The opt-out public option that the Senate Democrats are looking to pass puts the GOP in a bind. This is like the stimulus money the Obama Administration offered GOP governors who railed against it in principle and then caved in and took it in practice.
Government benefits are hard to turn down, even with strings attached.
Andrew Sullivan, whose “Daily Dish” blog on the Atlantic’s Web site often limns the conservative perspective, says that Senate majority leader Harry Reid’s plan for a government-run insurance option — from which states could opt out — will put Republicans in a bind, even if they consider the public option an evil liberal plot. That’s because “it forces Republicans not to rail against socialism in the abstract but to oppose actual benefits for the working poor in reality.”
Why the Public Option Opt-Out Puts Republicans in a BindWhen others in other states can get such a plan, will there not be pressure on the GOP to help their own base? Won't Bill O'Reilly's gaffe - when he said what he believed rather than what Roger Ailes wants him to say - be salient? Won't many people - many Republican voters - actually ask: why can't I have what they're having?
Imagine Republicans in state legislatures having to argue and posture against an affordable health insurance plan for the folks, as O'Reilly calls them, while evil liberals provide it elsewhere. Now, of course, if the public option is a disaster in some states, this argument could work in the long run. But in the short run? It's political nightmare for the right as it is currently constituted. In fact, I can see a public option becoming the equivalent of Medicare in the public psyche if it works as it should. Try running against Medicare.

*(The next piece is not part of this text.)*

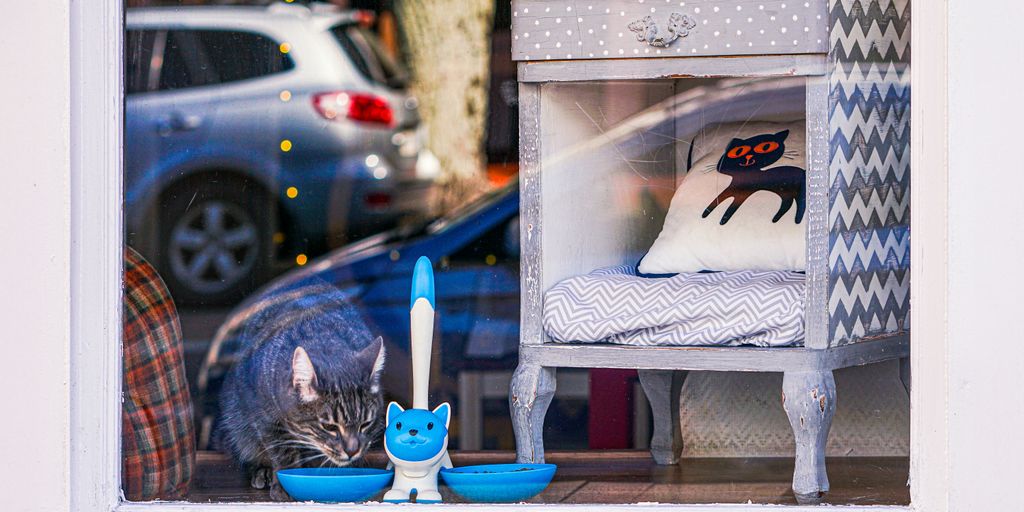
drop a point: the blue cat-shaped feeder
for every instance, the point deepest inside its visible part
(416, 439)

The genius of the opt-out is that it coopts the states' rights argument (just as ending the prohibition on marijuana does); it has the potential to make "liberalism' popular again; it has easily demonized opponents - the health insurance industry; and it forces Republicans not to rail against socialism in the abstract but to oppose actual benefits for the working poor in reality.
It's a brutal, Chicago-style political maneuver. And Obama appears not to be the person really pushing it.